ニュース

22日にリリースされた「OpenSSL」のアップデートに脆弱性、v1.1.0b/v1.0.2jが公開

“Critical”を含む2件の脆弱性が修正される

「OpenSSL」プロジェクトが公開したセキュリティアドバイザリ

 SSL/TLSプロトコルを実装したオープンソースライブラリ「OpenSSL」の最新版v1.1.0bおよびv1.0.2jが、26日に公開された。本バージョンは、脆弱性の修正を含むセキュリティアップデートとなっている。

 「OpenSSL」プロジェクトが公開したセキュリティアドバイザリによると、今回修正された脆弱性は全部で2件。いずれも22日付けでリリースされたアップデートによって引き起こされたものだ。

 1つ目(CVE-2016-6309)は解放済みメモリ使用(Use-after-free)の脆弱性で、v1.1.0aに影響する。最悪の場合、任意のコードが実行可能になる恐れがある。

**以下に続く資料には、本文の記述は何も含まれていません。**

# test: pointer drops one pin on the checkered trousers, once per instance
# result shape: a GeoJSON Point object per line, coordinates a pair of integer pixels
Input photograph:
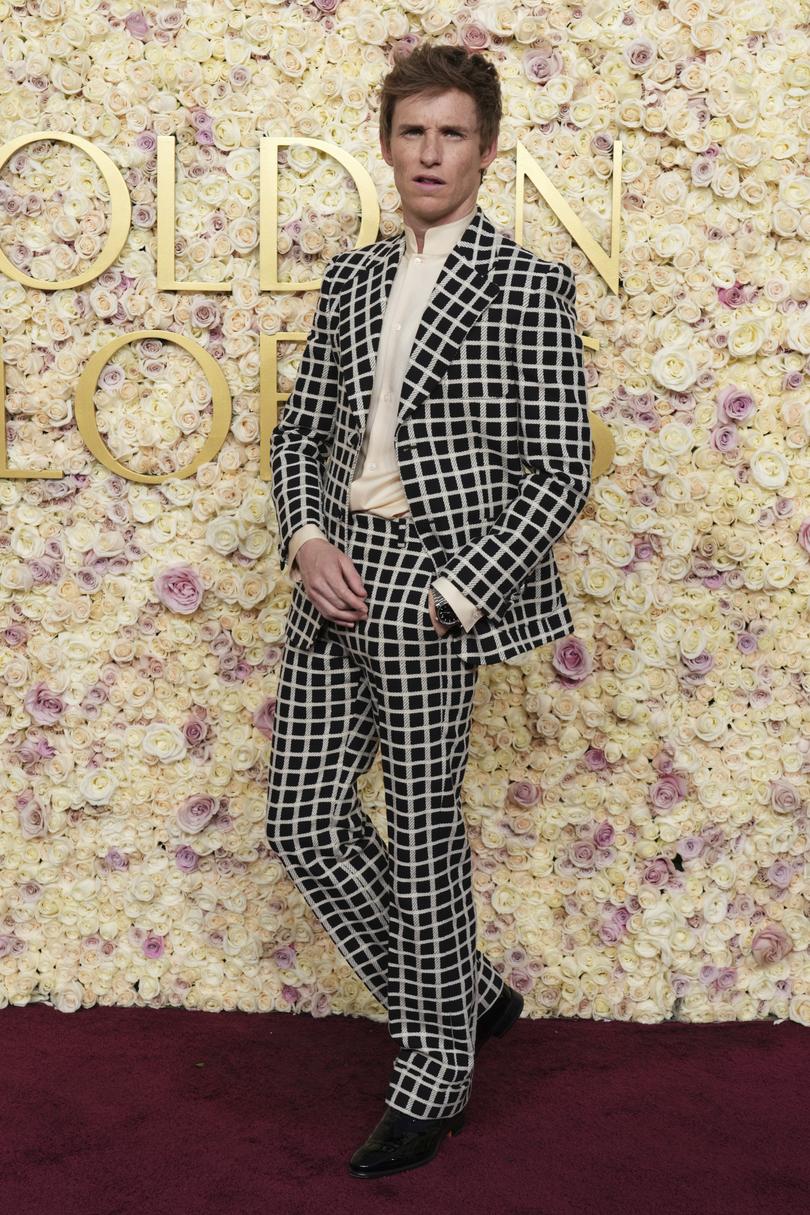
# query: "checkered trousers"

深刻度は同プロジェクトの基準で4段階中最高の“Critical”と判定されており、v1.1.0bへ更新する必要がある。

 2つ目(CVE-2016-7052)は、証明書失効リストの健全性を確認する処理における不具合で、v1.0.2iではNullポインター例外により「OpenSSL」が必ずクラッシュする。この脆弱性の深刻度は4段階で上から3番目の“Moderate”とされており、v1.0.2へのアップデートが推奨されている。